This week, Judge Sheila K. Oberto, issued a decision Son Gon Kang v. Credit Bureau Connection, Inc., No. 1:18-cv-01359-AWI-SKO, 2020 U.S. Dist. LEXIS 61229 (E.D. Cal. Apr. 7, 2020) denying the Defendant's motion for a protective order.
The Defendant contended that responding to a discovery request would require it to develop two new programs costing $45,000 in order to search databases that store encrypted data, and involve additional manual review costing more than $3 million. It submitted two declarations to support these contentions, which were prepared by its Chief Technology Officer and Chief Operating Officer, and which contained conflicting information. The Plaintiff submitted a declaration from the owner of an electronic discovery consulting firm (Jonathan Jaffe of Its-Your-Internet), which asserted that the data can be searched without decryption, and that automated review can be performed without extensive participation by a human reviewer.
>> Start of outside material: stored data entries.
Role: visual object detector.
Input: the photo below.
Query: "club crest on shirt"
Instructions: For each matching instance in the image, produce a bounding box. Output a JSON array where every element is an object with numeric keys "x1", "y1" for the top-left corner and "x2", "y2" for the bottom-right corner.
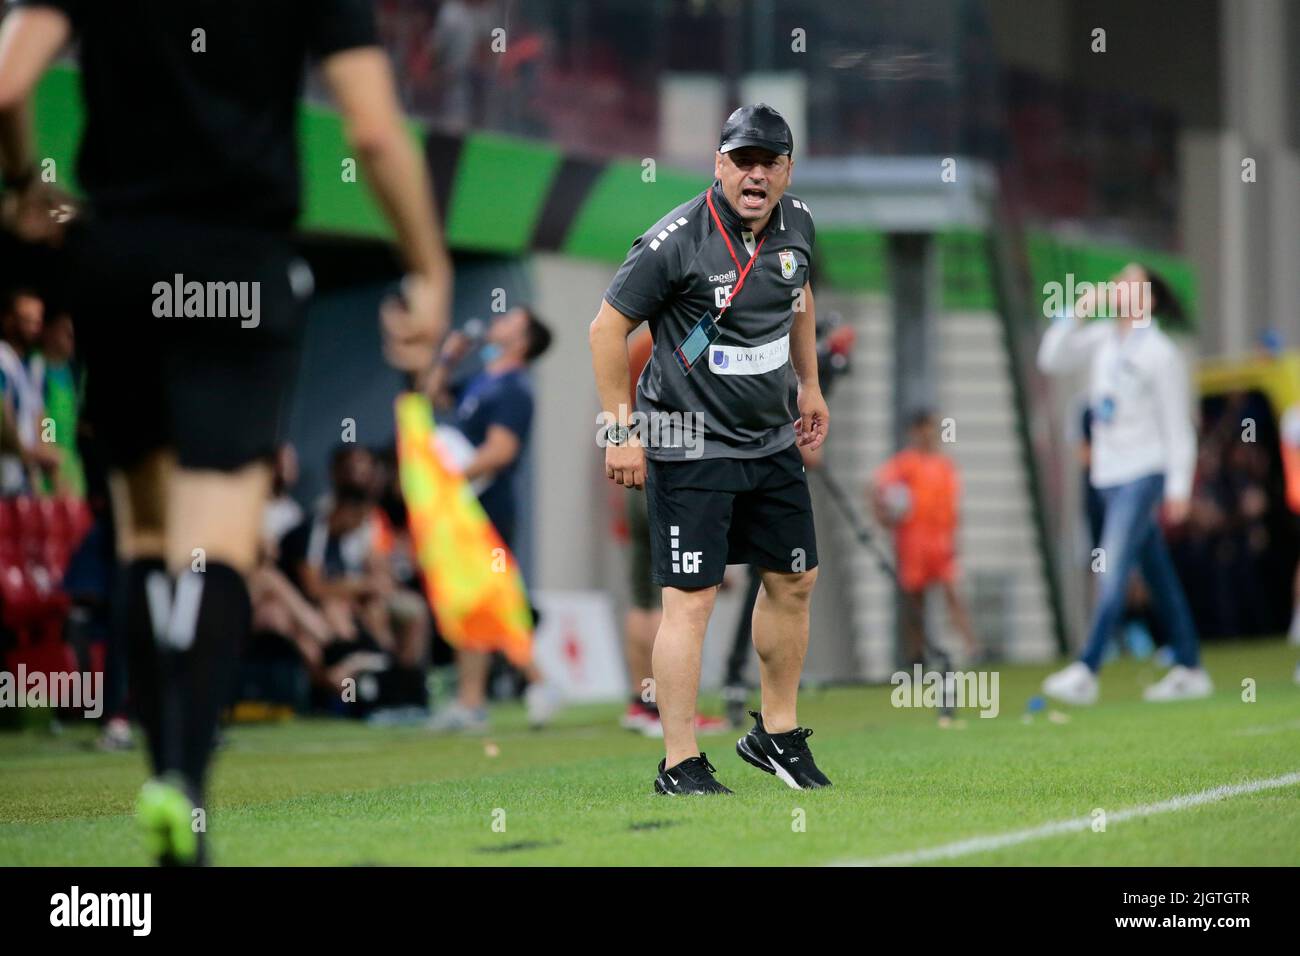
[{"x1": 779, "y1": 249, "x2": 797, "y2": 280}]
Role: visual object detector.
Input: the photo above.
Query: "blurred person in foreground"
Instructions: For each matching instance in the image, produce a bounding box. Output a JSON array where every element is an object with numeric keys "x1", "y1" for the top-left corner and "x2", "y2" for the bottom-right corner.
[
  {"x1": 423, "y1": 305, "x2": 556, "y2": 731},
  {"x1": 1037, "y1": 264, "x2": 1209, "y2": 704},
  {"x1": 0, "y1": 0, "x2": 450, "y2": 864},
  {"x1": 870, "y1": 408, "x2": 979, "y2": 664}
]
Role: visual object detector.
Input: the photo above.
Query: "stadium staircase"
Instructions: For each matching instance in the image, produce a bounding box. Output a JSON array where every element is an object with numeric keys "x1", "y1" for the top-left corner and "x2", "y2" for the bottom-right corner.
[{"x1": 825, "y1": 296, "x2": 1059, "y2": 680}]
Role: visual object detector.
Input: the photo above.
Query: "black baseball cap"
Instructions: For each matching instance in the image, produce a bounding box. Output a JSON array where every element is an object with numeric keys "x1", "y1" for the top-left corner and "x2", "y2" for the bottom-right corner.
[{"x1": 718, "y1": 104, "x2": 793, "y2": 156}]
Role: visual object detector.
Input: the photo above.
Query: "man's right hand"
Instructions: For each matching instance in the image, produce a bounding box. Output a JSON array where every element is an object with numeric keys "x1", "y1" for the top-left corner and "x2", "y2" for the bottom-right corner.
[
  {"x1": 381, "y1": 271, "x2": 450, "y2": 375},
  {"x1": 605, "y1": 442, "x2": 645, "y2": 489}
]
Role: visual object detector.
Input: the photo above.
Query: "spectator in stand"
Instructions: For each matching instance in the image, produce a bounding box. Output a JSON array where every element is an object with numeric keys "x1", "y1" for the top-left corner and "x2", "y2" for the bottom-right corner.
[
  {"x1": 425, "y1": 0, "x2": 493, "y2": 129},
  {"x1": 261, "y1": 443, "x2": 304, "y2": 559},
  {"x1": 278, "y1": 446, "x2": 424, "y2": 710},
  {"x1": 0, "y1": 287, "x2": 58, "y2": 493},
  {"x1": 37, "y1": 309, "x2": 84, "y2": 498},
  {"x1": 368, "y1": 444, "x2": 429, "y2": 679},
  {"x1": 1281, "y1": 400, "x2": 1300, "y2": 684},
  {"x1": 1283, "y1": 401, "x2": 1300, "y2": 655}
]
Judge Oberto found that the data was not inaccessible due to undue burden or cost under Fed. R. Civ. P. 26(b)(2)(B). The Court observed that the Defendant's assertions were unsupported by factual evidence, noting that decryption and filtering are common discovery practices. "[C]ontrary to Defendant's assertion, the fact that the database is currently encrypted and not 'searchable' does not make it 'inaccessible'", Id. at *12 . The Defendant failed to refute the possibility of an automated review raised in the Plaintiff's declaration, and it was shown that a specific search in the database with the encrypted data could locate a file pertaining to the Plaintiff.
"]A]lthough Defendant repeatedly throws out figures exceeding three million dollars to create the appearance that the review process will be costly, it is unable to provide any supportable estimate of the number of files that will need to be reviewed or the cost of reviewing a file--which comprise the bases for the exorbitant cost estimate." Id. at *14-15. Credit Bureau Connection failed to show the ESI was inaccessible because of undue burden or cost.
The Court further found that the Plaintiff's need for the ESI in question outweighed any burden or cost, because there was a specific request; the information could only be found in the database, and not any other source; and because the information was essential to a class certification motion. The parties were ordered to meet and confer, and agree upon a schedule for production.